Given the latest warnings from international multilateral institutions to Japan — the OECD and IMF, as reported by the FT on Thursday – to “refrain from raising interest rates until inflation is firmly positive” (that is, to keep rates at their current near-rock bottom level of 0.5 per cent), Mr Wood’s predictions will undoubtedly be born out.
However, if the yen falls towards the 125-130 range against the dollar on increased capital outflows, notes Mr Wood, “then Greed & Fear would still expect international pressure to mount regarding the undervaluation of the Japanese currency”. Such international pressure “would provide the Bank of Japan with the excuse to get on with normalising yen-interest rates,” he adds.
In (what some of us at FT Alphaville think unlikely) the event that Japanese rates rise significantly, “the positive investment recommendation from such an outcome would be to buy Japanese bank stocks and sell Japanese property stocks.”
“A sudden acceleration in market expectations of Japanese rate hikes would again trigger concerns about the unwinding of the yen carry trade. This would likely create some short-term weakness in risky assets including Asian and emerging market equities,” says Mr Wood.
But the downside would not be traumatic so long as credit spreads do not rise dramatically. “Greed & Fear continues to believe it is ultra tight credit spreads, rather than the yen carry trade, which is the key driver of extreme risk tolerance.”
[* The monthly capital and financial account outflow rose to a nine-year high of ¥3.75 trillion in March, up from ¥1.93tn in February, according to Japan’s Ministry of Finance. Similarly, Japan’s Investment Trusts Association reported last week that Japanese investment trust holdings of foreign assets surged by ¥1.77tn ($15bn) in April to ¥32.3tn and are now up ¥4.57tn year-to-date. This is the biggest monthly increase since the monthly data began in 1989.]
 
E questo è Fels di MS:

View of the day: Joachim Fels, Morgan Stanley
By Joachim Fels, Morgan Stanley

Published: May 24 2007 17:15 | Last updated: May 24 2007 17:15

The bubble in bonds may be deflating, warns Joachim Fels, chief global fixed income strategist at Morgan Stanley.

Mr Fels says the overwhelmingly negative news flow for bonds recently is only the beginning of a major bear market for the asset class.
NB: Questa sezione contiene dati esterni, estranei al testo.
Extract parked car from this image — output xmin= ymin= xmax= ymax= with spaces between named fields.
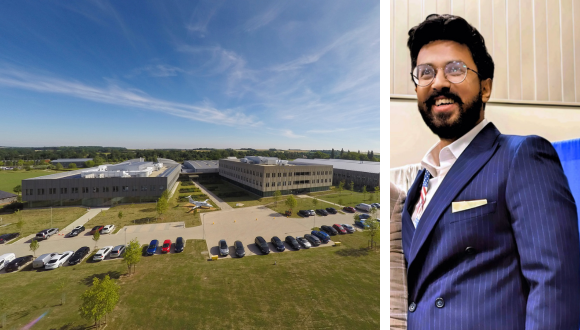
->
xmin=354 ymin=203 xmax=373 ymax=212
xmin=68 ymin=226 xmax=85 ymax=237
xmin=316 ymin=209 xmax=328 ymax=216
xmin=44 ymin=251 xmax=74 ymax=269
xmin=32 ymin=252 xmax=58 ymax=268
xmin=36 ymin=228 xmax=58 ymax=241
xmin=284 ymin=236 xmax=300 ymax=250
xmin=298 ymin=210 xmax=310 ymax=218
xmin=146 ymin=239 xmax=159 ymax=256
xmin=340 ymin=223 xmax=355 ymax=234
xmin=68 ymin=246 xmax=91 ymax=265
xmin=218 ymin=239 xmax=230 ymax=256
xmin=270 ymin=236 xmax=286 ymax=252
xmin=0 ymin=233 xmax=20 ymax=244
xmin=234 ymin=241 xmax=246 ymax=258
xmin=89 ymin=225 xmax=105 ymax=235
xmin=254 ymin=236 xmax=270 ymax=254
xmin=6 ymin=256 xmax=33 ymax=273
xmin=296 ymin=236 xmax=311 ymax=249
xmin=93 ymin=246 xmax=113 ymax=261
xmin=304 ymin=234 xmax=320 ymax=246
xmin=332 ymin=223 xmax=346 ymax=234
xmin=101 ymin=225 xmax=115 ymax=234
xmin=311 ymin=230 xmax=330 ymax=243
xmin=358 ymin=213 xmax=371 ymax=220
xmin=161 ymin=239 xmax=171 ymax=253
xmin=326 ymin=207 xmax=338 ymax=214
xmin=110 ymin=245 xmax=125 ymax=258
xmin=0 ymin=253 xmax=16 ymax=270
xmin=342 ymin=206 xmax=356 ymax=213
xmin=320 ymin=226 xmax=338 ymax=236
xmin=175 ymin=237 xmax=185 ymax=252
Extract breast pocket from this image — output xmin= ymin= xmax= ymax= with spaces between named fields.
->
xmin=449 ymin=202 xmax=497 ymax=224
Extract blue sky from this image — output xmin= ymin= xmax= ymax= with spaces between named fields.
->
xmin=0 ymin=0 xmax=380 ymax=152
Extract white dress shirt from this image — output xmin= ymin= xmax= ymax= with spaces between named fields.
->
xmin=411 ymin=119 xmax=489 ymax=228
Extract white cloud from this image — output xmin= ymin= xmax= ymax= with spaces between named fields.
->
xmin=0 ymin=68 xmax=262 ymax=126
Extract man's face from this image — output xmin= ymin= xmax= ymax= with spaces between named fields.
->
xmin=415 ymin=40 xmax=491 ymax=140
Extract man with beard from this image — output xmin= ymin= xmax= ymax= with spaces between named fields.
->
xmin=402 ymin=15 xmax=580 ymax=330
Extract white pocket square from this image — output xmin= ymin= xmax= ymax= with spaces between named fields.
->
xmin=451 ymin=199 xmax=487 ymax=213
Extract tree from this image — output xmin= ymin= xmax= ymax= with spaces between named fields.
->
xmin=338 ymin=180 xmax=344 ymax=196
xmin=123 ymin=238 xmax=141 ymax=275
xmin=30 ymin=238 xmax=40 ymax=258
xmin=284 ymin=194 xmax=298 ymax=210
xmin=79 ymin=275 xmax=119 ymax=329
xmin=274 ymin=190 xmax=282 ymax=206
xmin=93 ymin=230 xmax=101 ymax=249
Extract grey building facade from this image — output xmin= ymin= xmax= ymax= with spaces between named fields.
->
xmin=22 ymin=160 xmax=181 ymax=207
xmin=219 ymin=157 xmax=333 ymax=197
“First, the global economy is on fire. The US industrial sector is rebounding, European growth has remained robust and China and many other emerging market economies are continuing to do well.
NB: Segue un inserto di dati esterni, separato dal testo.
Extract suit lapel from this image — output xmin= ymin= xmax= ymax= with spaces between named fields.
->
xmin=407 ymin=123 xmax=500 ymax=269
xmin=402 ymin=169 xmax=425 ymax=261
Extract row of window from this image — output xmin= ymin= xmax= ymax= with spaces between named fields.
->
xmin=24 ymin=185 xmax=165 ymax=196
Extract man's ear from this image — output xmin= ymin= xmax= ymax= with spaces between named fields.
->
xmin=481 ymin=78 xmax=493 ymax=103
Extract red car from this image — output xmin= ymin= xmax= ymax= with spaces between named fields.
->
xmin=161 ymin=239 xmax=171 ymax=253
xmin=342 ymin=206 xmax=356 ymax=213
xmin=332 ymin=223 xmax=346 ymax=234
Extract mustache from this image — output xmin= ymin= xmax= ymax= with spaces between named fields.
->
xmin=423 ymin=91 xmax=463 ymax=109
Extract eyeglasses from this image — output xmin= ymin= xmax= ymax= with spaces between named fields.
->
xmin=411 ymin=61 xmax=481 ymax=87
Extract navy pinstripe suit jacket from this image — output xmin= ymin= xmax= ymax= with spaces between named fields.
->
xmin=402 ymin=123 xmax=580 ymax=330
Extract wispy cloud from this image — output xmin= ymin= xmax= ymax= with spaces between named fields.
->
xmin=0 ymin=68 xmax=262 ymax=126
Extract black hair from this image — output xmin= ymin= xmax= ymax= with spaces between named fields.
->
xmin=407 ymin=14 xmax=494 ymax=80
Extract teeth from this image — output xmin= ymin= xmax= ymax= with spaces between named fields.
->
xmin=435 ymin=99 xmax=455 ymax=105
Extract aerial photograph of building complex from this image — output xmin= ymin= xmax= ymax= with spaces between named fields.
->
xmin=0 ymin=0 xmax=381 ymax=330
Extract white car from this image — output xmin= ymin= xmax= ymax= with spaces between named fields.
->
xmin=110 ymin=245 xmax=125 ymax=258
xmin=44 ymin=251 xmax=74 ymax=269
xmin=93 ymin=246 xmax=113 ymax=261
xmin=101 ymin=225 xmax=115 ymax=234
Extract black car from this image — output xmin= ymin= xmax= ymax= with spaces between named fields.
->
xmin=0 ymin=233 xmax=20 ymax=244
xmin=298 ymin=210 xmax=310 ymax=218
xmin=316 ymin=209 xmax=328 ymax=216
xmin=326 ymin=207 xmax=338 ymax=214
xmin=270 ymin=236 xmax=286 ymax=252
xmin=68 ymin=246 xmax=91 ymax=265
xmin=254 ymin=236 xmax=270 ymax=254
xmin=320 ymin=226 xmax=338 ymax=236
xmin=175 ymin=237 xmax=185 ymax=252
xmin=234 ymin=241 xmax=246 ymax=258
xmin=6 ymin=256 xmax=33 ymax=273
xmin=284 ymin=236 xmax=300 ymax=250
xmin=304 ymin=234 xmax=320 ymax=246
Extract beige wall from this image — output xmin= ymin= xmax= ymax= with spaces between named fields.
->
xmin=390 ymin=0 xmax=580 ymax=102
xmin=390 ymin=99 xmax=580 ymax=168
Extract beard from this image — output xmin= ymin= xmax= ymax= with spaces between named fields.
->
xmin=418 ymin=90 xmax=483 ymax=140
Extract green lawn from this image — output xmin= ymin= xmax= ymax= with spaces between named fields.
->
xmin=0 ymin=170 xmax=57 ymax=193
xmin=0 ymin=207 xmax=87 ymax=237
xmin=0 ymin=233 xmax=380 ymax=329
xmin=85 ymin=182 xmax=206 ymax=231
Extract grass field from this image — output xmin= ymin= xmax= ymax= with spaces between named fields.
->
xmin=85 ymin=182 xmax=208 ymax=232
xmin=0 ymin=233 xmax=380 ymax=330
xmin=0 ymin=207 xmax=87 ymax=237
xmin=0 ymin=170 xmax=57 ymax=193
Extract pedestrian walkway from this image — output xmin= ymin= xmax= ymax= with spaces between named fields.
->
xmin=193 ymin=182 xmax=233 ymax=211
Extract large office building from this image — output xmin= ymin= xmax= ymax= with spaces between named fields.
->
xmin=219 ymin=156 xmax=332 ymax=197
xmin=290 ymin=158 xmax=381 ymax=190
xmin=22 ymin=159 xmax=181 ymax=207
“I expect the second leg of the global upswing to be driven by a stronger capex spending response to rising capacity constraints,” he says. “Second, central banks are becoming more hawkish. The People’s Bank of China is tightening policy, the European Central Bank has further to go and the US Federal Reserve will likely keep rates in restrictive territory for longer.

“Third, global inflation fundamentals are deteriorating. Food and energy prices are rising, labour markets are tightening, and capacities are highly utilised.”

Mr Fels says all this argues for higher real rates and for markets to price in higher higher compensation for inflation. “The ongoing recycling of commodity producer and China surpluses into bonds may provide some offset, but the central banks of the surplus countries are more keen on putting money into risky assets. Hence, the bubble is likely to move from bonds into equities,” he says.